In the hands of any other author this novel would have been sad and depressing, but Barbara Pym's lyrical writing fills it with warmth and wit and hope. Of the four characters, I liked Letty best. Letty, who "had always been an unashamed reader of novels" and for whom love had never come. She works in the same office as Marcia, Norman, and Edwin (although you never know what it is that any of them actually do). They are colleagues, but not necessarily friends. Then Marcia and Letty retire, affecting all four of their lives in unexpected ways. Quartet in Autumn is a quiet, character-driven novel set in England in the 1970s. And I loved it. It made me feel a little sad, but it also made me smile. And it made me realize all over again just what an amazing writer Barbara Pym is. I think the last line of this thoughtful little novel sums it up best:

"But at least it made one realise that life still
held infinite possibilities for change."

Happy Reading!

P.S. Thank you, Liz, for passing this novel on to me...I really enjoyed reading it!


Monday, March 17, 2014

Third Classic of 2014...

It's not plot that drives a Barbara Pym novel, it's the characters. And in Jane and Prudence, Pym has created some delightful ones. Prudence Bates is 29, "an age that is often rather desperate for a woman who has not yet married." She works in London, is in love with her employer, and specializes in unsatisfactory love affairs. Jane Cleveland, on the other hand, is 41, and a clergyman's wife trying to adjust to a new parish, who "reads too many novels." She's a bit scattered and not very domestic, has one daughter, Flora, and is determined to find Prudence a suitable widower to marry. These two friends from Oxford are the heart and soul of this charming novel.

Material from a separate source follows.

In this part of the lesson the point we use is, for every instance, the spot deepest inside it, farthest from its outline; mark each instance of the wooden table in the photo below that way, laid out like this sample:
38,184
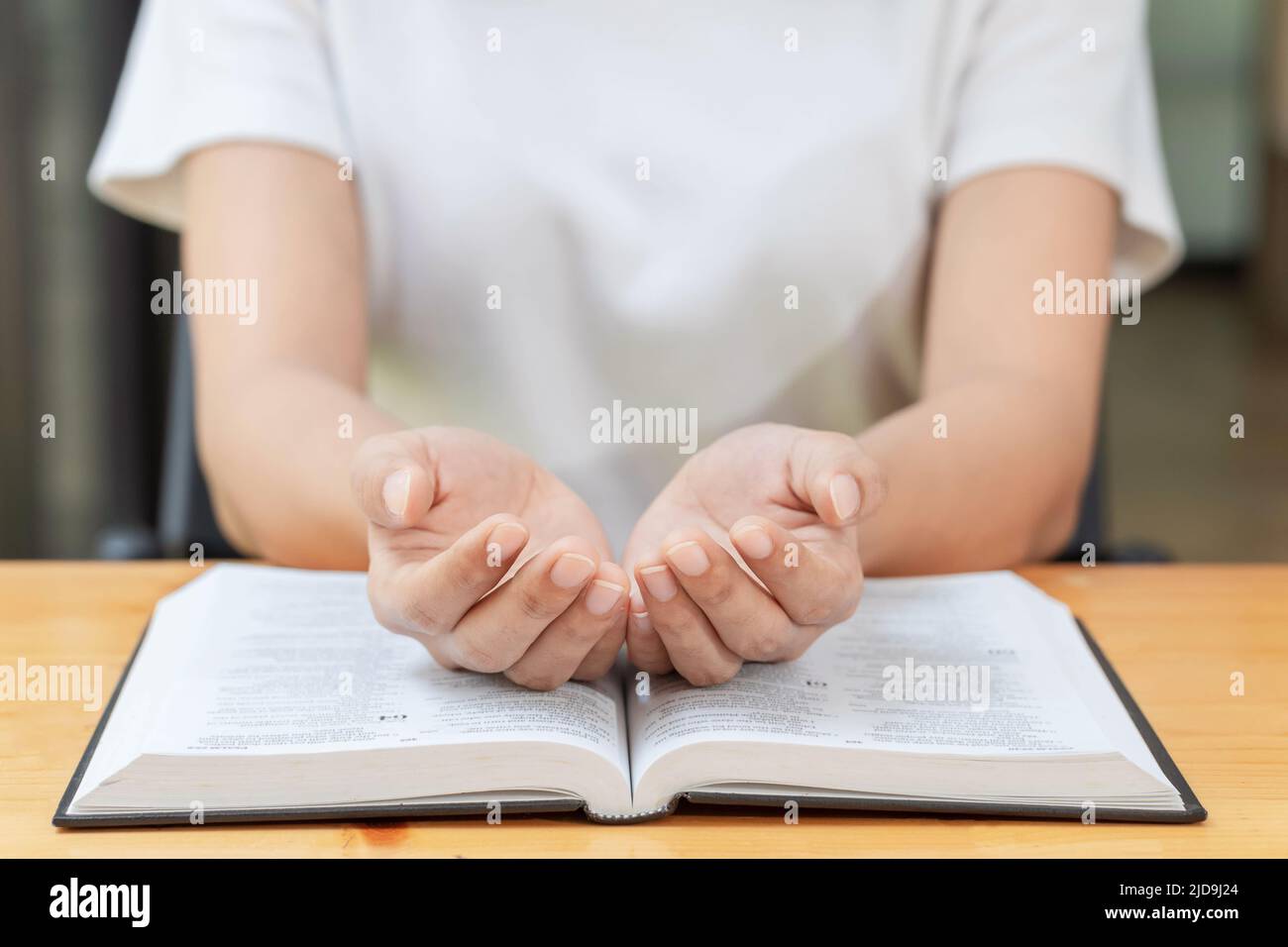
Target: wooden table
1175,633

I happily immersed myself in their lives, enjoying their various encounters, sympathizing with their defeats and disappointments, and laughing at their astute observations of life. Take this bit of dialogue between Prudence and Jane's "suitable widower":
     "I always think women who write books sound rather formidable."
     "You'd prefer them to be stupid and feminine? To think men are wonderful?" (Prudence)
     "Well, every man likes to be though wonderful. A woman need not necessarily be stupid to admire a man."  
See what I mean? Pym's writing (like Jane Austen's) is witty and insightful and her novels are delightful and funny. My favorite is still Excellent Women, but I enjoyed this one almost as much. Plus, it filled another category for me in the What's In A Name Reading Challenge that I'm participating in this year. (Not that I needed another reason to read this Barbara Pym novel; her novels are reason enough.)

Happy Reading!

What's in a Name 2014 Reading Challenge Update: 2 books read; 3 more to go.
Category completed with this read: Read a book that has a forename (or names) in the title.

 

Thursday, December 12, 2013

Some Tame Gazelle by Barbara Pym

Have you ever read a Barbara Pym novel? I hadn't until earlier this year. Her stories are delightful studies of curates and spinsters, of English society and manners. And they make me laugh. Some Tame Gazelle is Pym's first novel. I think what I like most about this novel are the two main characters: Harriet and Belinda Bede. Harriet is the "plumply attractive", exuberant and unflappable sister; Belinda, who is a little more drab and somewhat timid, is the sister who worries more about propriety. I found them to be both sympathetic and appealing.
"It's no use being sentimental about things," said Harriet. "You shouldn't keep a clutter of clothes you never wear just because you once liked them."
Belinda made no comment on this, for she was thinking that Harriet's words might be applied to more serious things than clothes. If only one could clear out one's mind and heart as ruthlessly as one did one's wardrobe..." 
 Pym pokes gentle fun of all her characters. The foibles of the archdeacon and his wife, Agatha, the new curate, and the Italian Count who is in love with Harriet, make this novel entertaining even though not much happens along the way. Pym's novel, Excellent Women, is still my favorite, but I liked this one almost as much. Best of all? I still have 10 more Pym novels left to read.